DeVault: Announcing the Hare programming language
DeVault: Announcing the Hare programming language
Posted May 4, 2022 16:09 UTC (Wed) by atnot (guest, #124910)In reply to: DeVault: Announcing the Hare programming language by Vipketsh
Parent article: DeVault: Announcing the Hare programming language
Indeed. But those rely on the fact that just creating pointers to arbitrary memory is invalid. If de-referencing arbitrary addresses is valid, all bets are off.
> These rules are generally so loose that many people make them much more strict with -fno-strict-alias
It does the opposite, it makes them weaker, but only a bit. But that's kind of besides the point, which is that it is basically impossible to interface with memory at all without some kind of aliasing rules.
> People arguing to remove some undefined behavior tend to give examples of what that undefined behaviour makes a big pain or impossible, but there is little concrete arguments from the other side about what removing the undefined behaviour in question would loose.

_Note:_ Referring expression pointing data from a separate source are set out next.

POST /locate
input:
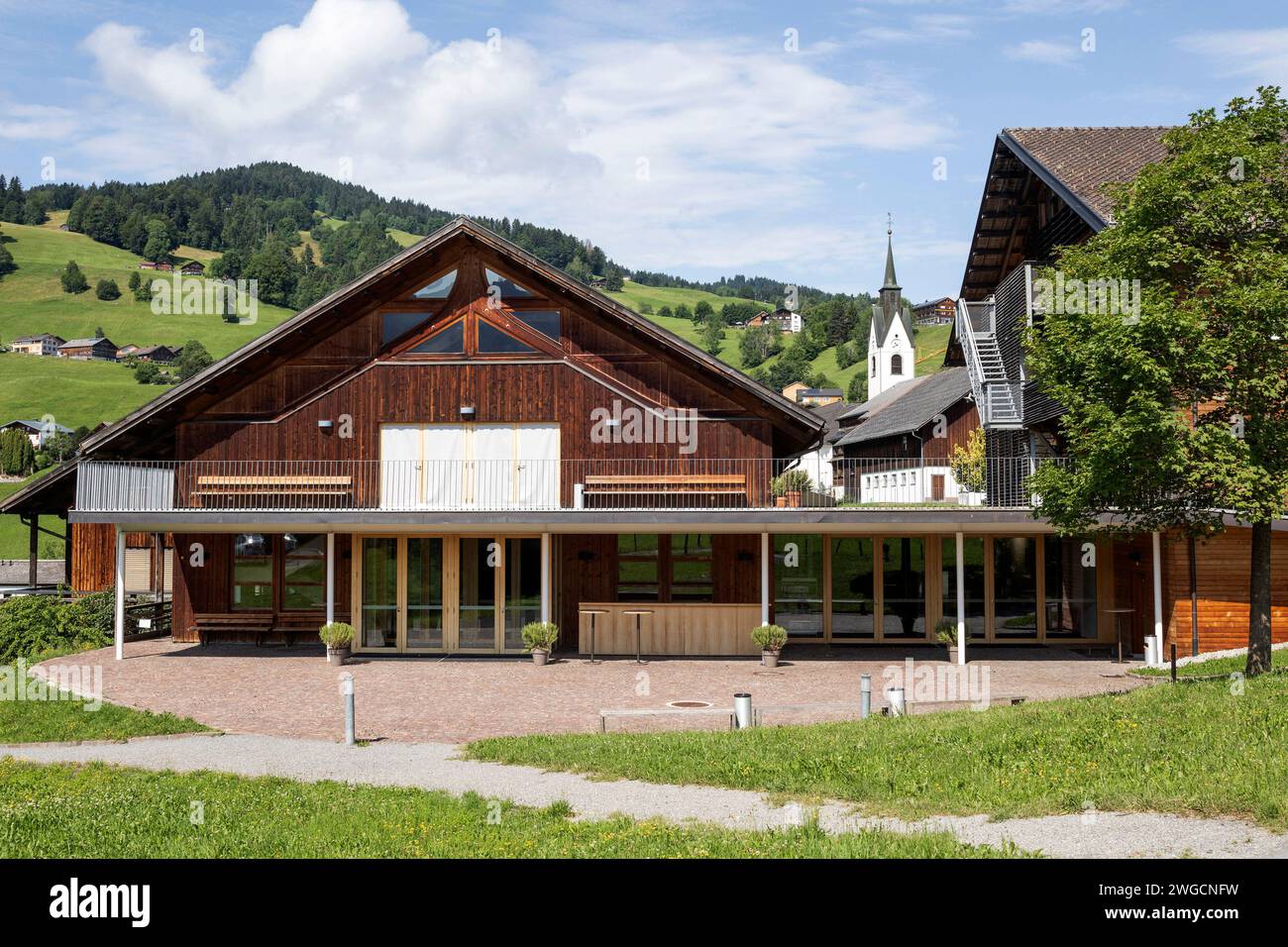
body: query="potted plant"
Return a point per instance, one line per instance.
(540, 637)
(945, 633)
(780, 489)
(771, 638)
(795, 482)
(338, 638)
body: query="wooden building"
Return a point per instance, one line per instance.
(467, 440)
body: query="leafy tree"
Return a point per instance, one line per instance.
(1181, 411)
(193, 360)
(73, 279)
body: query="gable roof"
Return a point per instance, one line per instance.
(915, 405)
(329, 313)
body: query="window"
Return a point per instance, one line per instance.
(449, 342)
(506, 287)
(691, 569)
(545, 321)
(493, 341)
(253, 571)
(438, 289)
(638, 567)
(303, 571)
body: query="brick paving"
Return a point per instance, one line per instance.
(292, 692)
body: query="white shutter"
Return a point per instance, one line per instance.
(537, 458)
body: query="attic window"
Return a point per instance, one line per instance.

Well, it's kind of impossible to know. There's not a single flag or pass you could turn off to e.g. reliably leave in null checks. The compiler might or might not have a specific code path for eliminating null pointers, but removing that doesn't mean those null dereferences won't be removed by other passes operating on similar assumptions. Or that something else critical won't be removed next time.
The thing is, even if it is phrased that way, the complaint is rarely actually "I would like this specific thing to be defined", it is "I would like the C abstract machine to behave exactly as simply as I think it does". But in a language as unconstrained as C, that's not really possible, nor would it really be a desirable slope to ride.

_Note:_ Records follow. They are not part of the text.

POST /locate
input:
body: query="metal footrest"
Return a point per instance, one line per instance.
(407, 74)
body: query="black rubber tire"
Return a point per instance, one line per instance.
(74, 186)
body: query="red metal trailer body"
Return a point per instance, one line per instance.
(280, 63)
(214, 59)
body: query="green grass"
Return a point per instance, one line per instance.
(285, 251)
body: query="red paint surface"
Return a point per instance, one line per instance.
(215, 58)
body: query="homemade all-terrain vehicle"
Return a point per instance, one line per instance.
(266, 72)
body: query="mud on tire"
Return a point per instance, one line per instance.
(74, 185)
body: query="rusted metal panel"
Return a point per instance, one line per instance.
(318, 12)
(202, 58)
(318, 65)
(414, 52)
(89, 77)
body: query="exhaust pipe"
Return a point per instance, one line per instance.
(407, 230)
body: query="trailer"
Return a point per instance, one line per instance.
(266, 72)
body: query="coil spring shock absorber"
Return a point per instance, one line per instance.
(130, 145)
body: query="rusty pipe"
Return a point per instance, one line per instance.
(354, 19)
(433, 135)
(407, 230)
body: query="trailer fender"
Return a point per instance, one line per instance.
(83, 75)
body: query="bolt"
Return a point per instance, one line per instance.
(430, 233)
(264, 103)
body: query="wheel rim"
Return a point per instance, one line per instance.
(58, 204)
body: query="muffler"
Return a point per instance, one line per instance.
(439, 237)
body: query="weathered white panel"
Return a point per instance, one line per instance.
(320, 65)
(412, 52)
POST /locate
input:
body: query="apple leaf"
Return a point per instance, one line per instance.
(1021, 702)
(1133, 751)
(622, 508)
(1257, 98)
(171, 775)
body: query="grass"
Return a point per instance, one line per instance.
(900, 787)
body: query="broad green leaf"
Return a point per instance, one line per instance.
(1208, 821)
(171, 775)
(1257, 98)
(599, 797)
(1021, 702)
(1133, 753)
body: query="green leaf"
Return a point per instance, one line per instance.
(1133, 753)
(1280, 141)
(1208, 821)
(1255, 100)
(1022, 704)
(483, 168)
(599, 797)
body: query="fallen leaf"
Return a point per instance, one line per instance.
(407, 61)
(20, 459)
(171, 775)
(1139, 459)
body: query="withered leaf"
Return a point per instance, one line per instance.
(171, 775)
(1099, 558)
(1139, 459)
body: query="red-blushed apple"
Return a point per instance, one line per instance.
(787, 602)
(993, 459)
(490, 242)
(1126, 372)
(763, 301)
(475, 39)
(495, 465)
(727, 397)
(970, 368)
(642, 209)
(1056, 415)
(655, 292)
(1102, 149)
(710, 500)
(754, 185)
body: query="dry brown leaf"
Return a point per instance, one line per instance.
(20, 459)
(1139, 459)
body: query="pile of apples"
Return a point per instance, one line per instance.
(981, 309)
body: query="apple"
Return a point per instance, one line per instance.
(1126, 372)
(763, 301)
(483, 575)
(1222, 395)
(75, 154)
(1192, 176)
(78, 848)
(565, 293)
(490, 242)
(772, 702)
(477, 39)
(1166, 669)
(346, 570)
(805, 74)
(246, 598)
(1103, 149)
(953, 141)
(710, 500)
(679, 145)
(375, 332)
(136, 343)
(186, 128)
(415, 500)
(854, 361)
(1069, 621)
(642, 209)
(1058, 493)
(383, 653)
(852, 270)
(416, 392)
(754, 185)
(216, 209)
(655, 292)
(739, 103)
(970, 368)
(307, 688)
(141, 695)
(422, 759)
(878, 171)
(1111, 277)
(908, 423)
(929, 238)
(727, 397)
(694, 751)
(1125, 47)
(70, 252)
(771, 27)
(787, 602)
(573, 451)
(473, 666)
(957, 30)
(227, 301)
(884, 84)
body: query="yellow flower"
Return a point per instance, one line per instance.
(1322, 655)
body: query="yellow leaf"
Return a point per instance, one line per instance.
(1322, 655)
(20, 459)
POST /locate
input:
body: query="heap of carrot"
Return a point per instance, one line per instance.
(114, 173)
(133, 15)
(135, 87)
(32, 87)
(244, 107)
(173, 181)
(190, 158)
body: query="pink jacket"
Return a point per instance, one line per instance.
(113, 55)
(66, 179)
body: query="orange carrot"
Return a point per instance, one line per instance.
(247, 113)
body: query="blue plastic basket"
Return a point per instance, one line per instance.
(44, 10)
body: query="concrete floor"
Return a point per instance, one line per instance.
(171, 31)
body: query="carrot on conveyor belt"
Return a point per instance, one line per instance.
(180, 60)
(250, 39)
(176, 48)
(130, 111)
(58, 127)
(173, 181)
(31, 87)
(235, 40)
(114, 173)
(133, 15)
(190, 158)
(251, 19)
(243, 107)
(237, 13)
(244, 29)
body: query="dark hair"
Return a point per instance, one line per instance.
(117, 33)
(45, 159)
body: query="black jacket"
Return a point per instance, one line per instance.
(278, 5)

At the end of the day, that's what this is really about to me. I'm not personally elated when the compiler optimizes out my checks either. I'm not sitting here refreshing the gcc homepage, eagerly anticipating new optimization passes to break my code. But I recognize that these are the consequence of a language that desires to be both fast and accept programs that do arbitrary memory manipulations. And to me it's very clear that if we want to write programs that behave as we think they do, ones where our mental model and the compiler's model are one and the same, we have no choice but to give up one or the other. Just defining a few things won't be enough to make the problems go away.